= Gustaf Britsch =

Gustaf Adolf Britsch (11 August 1879 - 27 October 1923) was an early 20th-century German art theorist and the founder of Gustaf Britsch Institute in Starnberg, Germany.

==Life==
Gustaf Britsch was born into a middle-class Swabian family of teachers. He left his family early. He first studied architecture at the University of Stuttgart and worked as an architect in Stuttgart. Then he enrolled in 1906 at the Munich School of Philosophy and studied with Hans Cornelius and Theodor Lipps. He created theories to the understanding of art by early 1907, which were received by Adolf von Hildebrand and Konrad Fiedler. In 1909, he founded in Florence the "Institute of Theoretical and Applied Art Studies". In 1910, he was encouraged by Cornelius to publish his theories. He moved back to Munich in 1911 and in 1912 opened the Institute of Theoretical and Applied Arts Science again on Theresa Street in Schwabing. In 1913, he spoke at the Congress of Aesthetics and General Art Studies in Berlin. Together with his student Egon Kornmann he represented a highly regarded school of thought about children's artistic development, which found its way into art education programs in Germany. These theories were also contradictory to others, such as Richard Mund.

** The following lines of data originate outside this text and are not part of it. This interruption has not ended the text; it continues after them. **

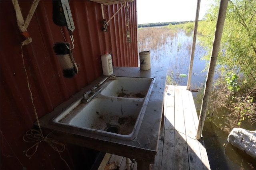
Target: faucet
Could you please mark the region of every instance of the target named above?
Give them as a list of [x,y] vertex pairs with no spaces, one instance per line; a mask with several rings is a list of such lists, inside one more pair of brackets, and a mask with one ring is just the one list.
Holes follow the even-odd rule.
[[90,90],[88,91],[85,93],[84,94],[84,96],[83,99],[82,100],[82,102],[83,103],[87,103],[90,102],[92,99],[97,94],[98,94],[102,90],[102,88],[100,87],[100,86],[107,80],[108,80],[110,78],[113,77],[114,77],[115,76],[112,76],[109,77],[108,77],[106,78],[103,81],[101,82],[100,82],[97,84],[95,84],[95,86],[91,88]]

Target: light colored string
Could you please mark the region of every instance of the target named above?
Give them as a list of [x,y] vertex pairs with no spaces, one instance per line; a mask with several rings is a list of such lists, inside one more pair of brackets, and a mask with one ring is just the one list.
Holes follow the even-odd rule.
[[[22,139],[24,142],[28,143],[35,143],[31,147],[28,148],[25,151],[25,154],[26,156],[28,157],[32,156],[34,155],[34,154],[35,154],[36,152],[39,143],[41,142],[45,142],[49,145],[50,145],[50,146],[52,148],[52,149],[53,149],[53,150],[58,152],[60,158],[65,162],[67,166],[68,166],[68,168],[70,170],[71,169],[68,166],[68,163],[64,159],[62,158],[61,155],[60,155],[60,152],[63,152],[64,150],[65,150],[66,148],[65,145],[63,143],[59,142],[58,141],[56,141],[53,139],[49,138],[48,137],[48,136],[52,132],[53,132],[53,131],[47,135],[46,137],[44,137],[44,135],[43,135],[42,129],[41,128],[41,126],[40,125],[40,123],[39,123],[39,119],[37,115],[36,109],[36,107],[34,103],[33,95],[32,94],[32,92],[31,92],[31,90],[30,90],[30,85],[29,84],[29,81],[28,80],[28,73],[26,69],[26,67],[25,67],[25,63],[24,62],[24,58],[23,57],[23,53],[22,45],[21,46],[21,57],[22,59],[23,67],[24,68],[24,70],[25,70],[25,72],[26,73],[28,87],[28,90],[29,90],[30,93],[30,98],[31,99],[31,102],[32,102],[32,104],[33,105],[34,108],[34,113],[35,113],[36,117],[36,122],[37,122],[40,130],[40,131],[38,131],[37,130],[34,129],[30,129],[28,131],[27,131],[26,133],[26,134],[23,136],[23,137],[22,138]],[[34,151],[33,151],[33,150],[34,150]],[[32,150],[32,151],[31,151],[31,150]],[[31,152],[32,153],[30,154],[29,154],[29,152]]]

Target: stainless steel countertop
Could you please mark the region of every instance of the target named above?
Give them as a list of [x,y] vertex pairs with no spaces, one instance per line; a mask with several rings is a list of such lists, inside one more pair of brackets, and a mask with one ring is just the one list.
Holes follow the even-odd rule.
[[[85,92],[97,82],[106,78],[106,76],[100,77],[68,100],[57,106],[52,113],[41,118],[39,122],[43,132],[47,135],[52,132],[49,137],[60,141],[70,143],[134,159],[145,160],[153,164],[159,140],[167,73],[166,67],[153,67],[148,70],[141,70],[139,67],[116,67],[114,68],[114,74],[118,76],[156,78],[138,134],[134,140],[126,141],[94,134],[87,134],[82,131],[78,131],[69,126],[55,123],[52,121],[62,110],[82,96]],[[34,124],[38,125],[37,123]]]

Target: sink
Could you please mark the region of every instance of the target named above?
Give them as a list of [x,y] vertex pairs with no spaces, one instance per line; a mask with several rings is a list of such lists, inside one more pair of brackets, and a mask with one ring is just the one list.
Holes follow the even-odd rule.
[[126,140],[138,133],[154,82],[154,78],[110,78],[87,103],[82,97],[52,121],[92,135]]

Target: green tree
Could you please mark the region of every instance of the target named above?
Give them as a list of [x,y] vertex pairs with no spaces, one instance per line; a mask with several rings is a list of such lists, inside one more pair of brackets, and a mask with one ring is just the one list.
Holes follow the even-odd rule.
[[[199,24],[199,38],[211,51],[219,1],[215,0]],[[209,52],[205,59],[210,59]],[[223,75],[236,72],[243,76],[244,83],[256,85],[256,1],[230,0],[218,63]]]

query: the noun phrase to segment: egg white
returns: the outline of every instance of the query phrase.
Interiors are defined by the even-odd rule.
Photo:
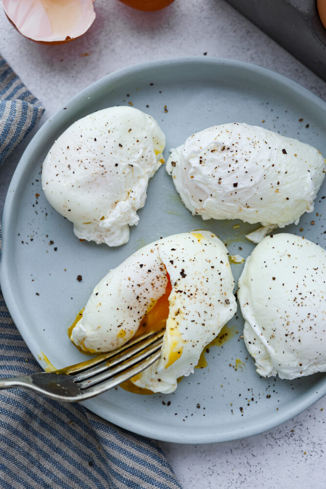
[[[265,234],[313,210],[326,169],[312,146],[244,123],[205,129],[171,151],[166,170],[193,214],[261,222]]]
[[[172,392],[194,371],[205,346],[234,315],[234,281],[223,244],[207,231],[174,235],[134,253],[95,288],[71,339],[84,349],[110,351],[132,337],[168,284],[169,314],[161,356],[132,381]]]
[[[265,238],[247,259],[238,297],[243,337],[264,377],[326,371],[326,252],[303,238]]]
[[[80,239],[118,246],[138,223],[149,180],[164,163],[165,145],[157,123],[141,111],[99,111],[55,141],[43,164],[43,191]]]

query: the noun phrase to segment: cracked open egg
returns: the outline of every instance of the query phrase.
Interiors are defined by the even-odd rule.
[[[265,238],[246,260],[238,297],[243,337],[264,377],[326,372],[326,252],[301,237]]]
[[[236,310],[234,281],[223,244],[207,231],[162,238],[110,270],[94,289],[69,331],[82,350],[114,350],[165,329],[160,358],[131,379],[169,393],[193,372],[205,347]]]
[[[2,0],[6,15],[19,32],[43,44],[62,44],[85,34],[95,18],[93,3],[93,0]]]
[[[81,240],[119,246],[147,197],[149,180],[164,162],[157,123],[129,107],[105,109],[74,123],[49,151],[42,188]]]
[[[186,207],[203,219],[241,219],[263,229],[297,224],[325,176],[318,150],[256,126],[229,123],[190,136],[172,150],[166,170]]]

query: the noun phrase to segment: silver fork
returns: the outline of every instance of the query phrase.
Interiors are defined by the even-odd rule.
[[[64,402],[85,400],[128,380],[158,360],[164,334],[164,331],[146,333],[112,352],[54,372],[0,379],[0,389],[31,389]]]

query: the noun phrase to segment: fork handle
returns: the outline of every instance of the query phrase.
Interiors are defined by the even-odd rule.
[[[0,379],[0,389],[11,387],[31,387],[32,378],[30,375],[21,377],[9,377]]]

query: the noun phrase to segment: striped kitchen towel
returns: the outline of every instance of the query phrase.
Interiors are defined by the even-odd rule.
[[[44,111],[41,102],[0,55],[0,164]]]
[[[0,162],[43,109],[0,58]],[[0,224],[0,257],[1,226]],[[0,289],[0,377],[40,372]],[[77,403],[0,391],[1,489],[181,489],[157,443]]]

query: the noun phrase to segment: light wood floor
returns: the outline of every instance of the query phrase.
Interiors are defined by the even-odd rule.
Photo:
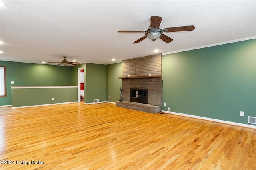
[[[108,103],[0,111],[1,170],[256,169],[255,129]]]

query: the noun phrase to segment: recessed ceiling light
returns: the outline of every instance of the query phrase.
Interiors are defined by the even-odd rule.
[[[4,6],[4,4],[3,2],[0,2],[0,6]]]

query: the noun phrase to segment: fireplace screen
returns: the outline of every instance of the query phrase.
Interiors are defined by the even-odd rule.
[[[131,88],[131,102],[148,104],[148,89]]]

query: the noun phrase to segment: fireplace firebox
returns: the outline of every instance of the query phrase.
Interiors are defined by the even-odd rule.
[[[131,88],[130,101],[148,104],[148,89]]]

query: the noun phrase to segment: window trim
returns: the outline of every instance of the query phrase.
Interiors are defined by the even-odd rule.
[[[4,94],[3,95],[0,94],[0,97],[6,97],[6,66],[0,66],[0,67],[3,67],[4,71]]]

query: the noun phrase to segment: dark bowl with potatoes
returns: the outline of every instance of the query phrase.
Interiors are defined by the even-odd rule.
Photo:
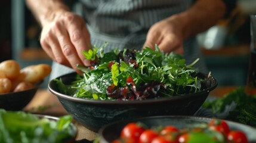
[[[45,64],[21,68],[13,60],[0,63],[0,108],[22,110],[51,71],[51,66]]]
[[[22,110],[33,99],[43,82],[44,80],[41,80],[26,90],[0,94],[0,108],[13,111]]]

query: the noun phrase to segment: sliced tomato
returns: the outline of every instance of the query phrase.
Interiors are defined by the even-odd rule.
[[[144,129],[139,123],[130,123],[121,130],[121,137],[131,138],[134,141],[138,141],[140,136],[144,130]]]
[[[248,139],[245,133],[240,130],[232,130],[227,134],[227,140],[232,143],[248,143]]]

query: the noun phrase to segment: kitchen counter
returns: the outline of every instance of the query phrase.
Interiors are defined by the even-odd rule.
[[[209,94],[210,96],[223,96],[234,90],[235,86],[217,87]],[[39,89],[30,102],[23,109],[35,114],[45,114],[53,116],[61,116],[68,114],[58,101],[57,97],[51,94],[46,89]],[[78,123],[75,122],[78,132],[76,140],[86,139],[92,141],[97,133],[92,132]]]

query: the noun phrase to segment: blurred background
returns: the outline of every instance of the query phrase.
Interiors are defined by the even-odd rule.
[[[72,1],[66,2],[71,8],[76,7]],[[40,46],[41,27],[24,1],[3,1],[1,5],[0,62],[14,59],[21,67],[42,63],[51,64]],[[236,8],[230,17],[198,35],[198,39],[218,86],[245,85],[251,41],[248,15],[239,13]],[[48,81],[45,82],[43,87],[47,84]]]

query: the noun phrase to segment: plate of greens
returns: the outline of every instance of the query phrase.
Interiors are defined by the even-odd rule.
[[[164,54],[158,46],[143,51],[96,48],[84,52],[90,67],[79,67],[51,80],[49,91],[85,128],[152,116],[193,115],[217,85],[209,74],[186,64],[182,55]]]
[[[72,119],[0,109],[0,142],[73,142],[77,129]]]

After Britschs' death, Kornmannn continued the Gustaf Britsch Institute in Starnberg. He also married Britschs' widow Louise, and clarified with her Britschs' designs and theories. So the Starnberger Kornmann-Britsch-circle (also Britsch-Kormann School) was founded, which employed art teacher Hans Herrmann. Kornmann was editor in the 1930s of the magazine The Shape.

==Gustaf Britsch Institute==
The Gustaf Britsch Institute for Art Research (also known as: Institute of Theoretical and Applied Arts Science; School of Fine Arts Starnberg; private art school Britsch-Kornmann; Gustaf Britsch Institute for comparative viewing art) existed from 1912 in Munich and then from about 1920 to about 1967 in a fashionable villa on Prinzenweg 13 in Starnberg, headed by Egon and Louise Kornmann.

Numerous international artists and art teachers were trained and employed for decades, such as:
- 1912–1915 Arnold Clementschitsch
- 1920 Fritz von Graevenitz
- 1921/1925 Hermann Mayrhofer
- 1925 Martin Seitz (Schüler von Josef Wackerle)
- 1925–1929 Gerhard Gollwitzer
- 1926 Rudolf Conrad Erich Allwardt
- 1934 Irina Alexandrowna Borchman
- 1939 Richard Lackner
- 1943 Hans Grünseis

==Works==
Britsch published art theoretical essays, which were created in part by Gustaf Britsch Institute Starnberg as teaching material:

- Gustaf Britsch: Theory of Fine Art (edited by Egon Kornmann), 1926
- Gustaf Britsch: Theory of Fine Arts. 4 Edition, Verlag Henn, Ratingen 1966

==Literature==
- Otfried Contactor: Britsch and Kornmann. Quellenkundliche studies on the theory of the visual arts; Königshausen and Neumann. Würzburg, 1993. ISBN 3-88479-794-8.
- Gustaf Britsch: Fonts. Fragments on art theory in the early 20th Century. In 1981. ISBN 3-7861-1240-1.
- Egon Kornmann: Britsch, Gustav Adolf. In: New German Biography (NDB). Volume 2, Duncker & Humblot, Berlin 1955, ISBN 3-428-00183-4, p 618 (digitized).